While many countries block off some Web sites, China has long drawn heightened scrutiny because of the breadth and sophistication of its Internet censorship.
Which is why it came as a surprise on Tuesday when a Chinese government official claimed at a United Nations summit here that no Net censorship existed at all.
Read on for excerpts from the Chinese government official:
In China, we don’t have software blocking Internet sites. Sometimes we have trouble accessing them. But that’s a different problem. I know that some colleagues listen to the BBC in their offices from the Webcast. And I’ve heard people say that the BBC is not available in China or that it’s blocked. I’m sure I don’t know why people say this kind of thing. We do not have restrictions at all.
Some people say that there are journalists in China that have been arrested. We have hundreds of journalists in China, and some of them have legal problems. It has nothing to do with freedom of expression.
China is a wet dream for Hard core Right Wing politicians, ’nuff said.
China is the perfect merger or corporatism and state power. It is the new Third Way.
The best lies have some percentage of truth?
In China, we don’t have software blocking Internet sites.
Key word being “software”. They bought tons of Cosco’s routers, which do the blocking in hardware… Or is it just that Google, Yahoo, and Microsoft doing the deed for them…
http://www.csmonitor.com/2005/0909/p01s03-woap.html
Google has agreed with authorities to censor its Chinese search engine, for example, as has Yahoo. Microsoft launched a Chinese blog service that forbits users from using certain words.
It has nothing to do with freedom of expression.
Of course not!
It is all about state secrets, or who knows what…. when charges aren’t even filed?????
http://www.csmonitor.com/2005/0909/p01s03-woap.html
The content of state secrets in Chinese law … goes far beyond ordinary definitions of national security to encompass, in fact, most information handled by the government
Authorities tracked Liu Di to her college and had the administrators reveal her identity through her IP address. She was then held for more than a year, without charges, before being released.
It’s just another liberal paradise. No matter where it’s tried liberalism always fails. Elite snobs Like John Kerry run everything. Humm, don’t see anything here about how he looks down his nose at those that are protecting him.
The population of China is 1.3 billion…
We have hundreds of journalists in China, and some of them have legal problems.
Hundreds? In a population of 1.3 billion? If true, there aren’t nearly enough journalists… It is amazing that China, the undisputed world champion nation in Olymic Lies and Deception competitions, could be so brazenly bad about lying on a professional level.

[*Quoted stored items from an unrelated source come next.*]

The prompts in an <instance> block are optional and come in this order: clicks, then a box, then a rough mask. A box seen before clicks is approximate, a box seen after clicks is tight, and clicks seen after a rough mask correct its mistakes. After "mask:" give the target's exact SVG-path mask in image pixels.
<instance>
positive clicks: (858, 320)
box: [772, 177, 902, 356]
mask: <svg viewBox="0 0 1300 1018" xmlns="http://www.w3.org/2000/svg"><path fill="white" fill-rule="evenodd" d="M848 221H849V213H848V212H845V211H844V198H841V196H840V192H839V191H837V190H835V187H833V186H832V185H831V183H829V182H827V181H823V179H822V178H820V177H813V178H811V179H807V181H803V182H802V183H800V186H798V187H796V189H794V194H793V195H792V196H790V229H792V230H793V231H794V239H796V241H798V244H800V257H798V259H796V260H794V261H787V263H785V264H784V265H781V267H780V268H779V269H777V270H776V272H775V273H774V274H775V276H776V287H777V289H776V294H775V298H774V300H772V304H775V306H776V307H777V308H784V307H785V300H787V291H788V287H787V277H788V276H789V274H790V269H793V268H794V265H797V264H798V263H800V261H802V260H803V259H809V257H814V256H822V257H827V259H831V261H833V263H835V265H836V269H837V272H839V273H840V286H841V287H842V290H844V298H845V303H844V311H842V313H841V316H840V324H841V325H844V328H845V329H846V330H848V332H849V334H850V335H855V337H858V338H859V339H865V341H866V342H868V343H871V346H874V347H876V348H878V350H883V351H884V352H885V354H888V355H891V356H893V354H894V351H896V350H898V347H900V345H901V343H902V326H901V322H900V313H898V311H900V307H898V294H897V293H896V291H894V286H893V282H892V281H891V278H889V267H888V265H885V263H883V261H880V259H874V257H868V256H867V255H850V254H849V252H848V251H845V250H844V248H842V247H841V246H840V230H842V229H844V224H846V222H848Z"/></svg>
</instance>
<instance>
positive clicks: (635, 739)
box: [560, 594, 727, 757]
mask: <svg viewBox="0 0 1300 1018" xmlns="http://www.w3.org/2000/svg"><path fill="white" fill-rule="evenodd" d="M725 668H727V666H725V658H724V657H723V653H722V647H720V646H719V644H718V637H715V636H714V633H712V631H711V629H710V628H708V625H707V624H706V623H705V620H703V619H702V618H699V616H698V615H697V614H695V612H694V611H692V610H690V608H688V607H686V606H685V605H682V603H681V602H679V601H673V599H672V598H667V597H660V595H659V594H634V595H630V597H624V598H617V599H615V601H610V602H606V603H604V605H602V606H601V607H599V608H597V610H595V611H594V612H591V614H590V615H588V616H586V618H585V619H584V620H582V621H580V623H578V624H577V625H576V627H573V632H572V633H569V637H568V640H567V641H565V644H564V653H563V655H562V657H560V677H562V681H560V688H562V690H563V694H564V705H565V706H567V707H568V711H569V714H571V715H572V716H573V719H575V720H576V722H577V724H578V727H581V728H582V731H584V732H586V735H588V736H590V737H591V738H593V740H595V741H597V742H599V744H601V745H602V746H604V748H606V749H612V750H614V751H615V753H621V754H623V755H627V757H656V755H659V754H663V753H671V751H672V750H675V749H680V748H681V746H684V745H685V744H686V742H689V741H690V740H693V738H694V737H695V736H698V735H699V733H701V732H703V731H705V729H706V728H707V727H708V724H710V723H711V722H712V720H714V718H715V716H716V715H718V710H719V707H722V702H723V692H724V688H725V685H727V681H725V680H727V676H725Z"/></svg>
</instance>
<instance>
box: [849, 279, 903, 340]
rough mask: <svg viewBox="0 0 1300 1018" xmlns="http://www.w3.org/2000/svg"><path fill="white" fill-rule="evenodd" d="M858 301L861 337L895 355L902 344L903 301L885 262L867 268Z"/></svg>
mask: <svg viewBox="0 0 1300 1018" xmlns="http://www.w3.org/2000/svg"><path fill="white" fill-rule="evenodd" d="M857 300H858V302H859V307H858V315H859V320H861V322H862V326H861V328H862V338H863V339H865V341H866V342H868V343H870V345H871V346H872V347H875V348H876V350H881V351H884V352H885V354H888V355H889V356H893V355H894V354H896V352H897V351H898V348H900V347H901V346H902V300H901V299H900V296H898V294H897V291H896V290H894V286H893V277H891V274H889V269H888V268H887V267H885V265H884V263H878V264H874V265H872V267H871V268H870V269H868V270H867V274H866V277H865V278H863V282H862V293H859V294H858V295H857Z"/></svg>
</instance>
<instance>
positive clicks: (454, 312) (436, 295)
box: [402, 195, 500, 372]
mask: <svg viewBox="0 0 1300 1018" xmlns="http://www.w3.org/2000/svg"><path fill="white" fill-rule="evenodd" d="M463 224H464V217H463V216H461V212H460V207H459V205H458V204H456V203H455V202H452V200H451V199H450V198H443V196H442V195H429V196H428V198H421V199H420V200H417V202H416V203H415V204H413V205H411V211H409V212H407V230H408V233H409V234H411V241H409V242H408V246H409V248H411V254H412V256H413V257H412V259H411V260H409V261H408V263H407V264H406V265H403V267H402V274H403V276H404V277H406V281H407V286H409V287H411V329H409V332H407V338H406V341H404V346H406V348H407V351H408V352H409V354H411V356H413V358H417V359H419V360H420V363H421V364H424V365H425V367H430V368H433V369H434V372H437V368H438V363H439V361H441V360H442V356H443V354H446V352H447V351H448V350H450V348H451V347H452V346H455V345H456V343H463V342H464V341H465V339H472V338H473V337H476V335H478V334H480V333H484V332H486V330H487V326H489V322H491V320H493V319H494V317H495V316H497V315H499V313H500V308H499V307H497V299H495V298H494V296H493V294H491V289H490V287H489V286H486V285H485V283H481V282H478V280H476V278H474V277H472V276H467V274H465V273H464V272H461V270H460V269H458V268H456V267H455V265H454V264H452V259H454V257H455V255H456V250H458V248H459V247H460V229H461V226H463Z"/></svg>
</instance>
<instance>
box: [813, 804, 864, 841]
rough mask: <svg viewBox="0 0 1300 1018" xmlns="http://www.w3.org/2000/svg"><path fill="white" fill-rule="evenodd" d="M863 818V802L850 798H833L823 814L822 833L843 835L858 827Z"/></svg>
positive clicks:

I don’t want to fake you out,
Take or shake or forsake you out,
I ain’t lookin’ for you to feel like me,
See like me or be like me.
All I really want to do
Is, baby, be friends with you.
But, of course, that ain’t true if you’re a proud ‘Murican.
And of coarse, the effete snobs like Bob here are just so envious that they don’t live in such a paradise.
And Lao Gai doesn’t exist either… The Chinese Government has always been full of shit. 🙁
“Dictatorship Lies About Being A Dictatorship”
another shocker.
#9, it almost makes you wonder
And yet, when I was in China, I felt safer than in America.
“And yet, when I was in China, I felt safer than in America.”
Only an idiot would confuse safety with freedom. The safest place would probably be solitary confinement in a prison. But who would want to live there?!
11 And yet, when I was in China, I felt safer than in America.
Which areas in China compared to which areas in the US?
I remember the LA Olympics in 1984…
http://tinyurl.com/yx4m4h
Although a revenge boycott led by the Soviet Union depleted the field in certain sports…
Some of the foreign press were covering LAPD activities, and going into gun shops to show how easy it was to buy a gun in America…
This just makes me say — again — that we need a new Internet. One that is designed, from the ground up, for security and privacy.
I used to think that the Internet would be, ultimately, uncontrollable. But China — and my own country — have made me believe that the Internet will eventually be controlled by governments.
So, while the old Internet is still open, we “folks” need to start designing a new one. — one that can’t be controlled by governments or clogged by scamming spammers or dominated by corporations.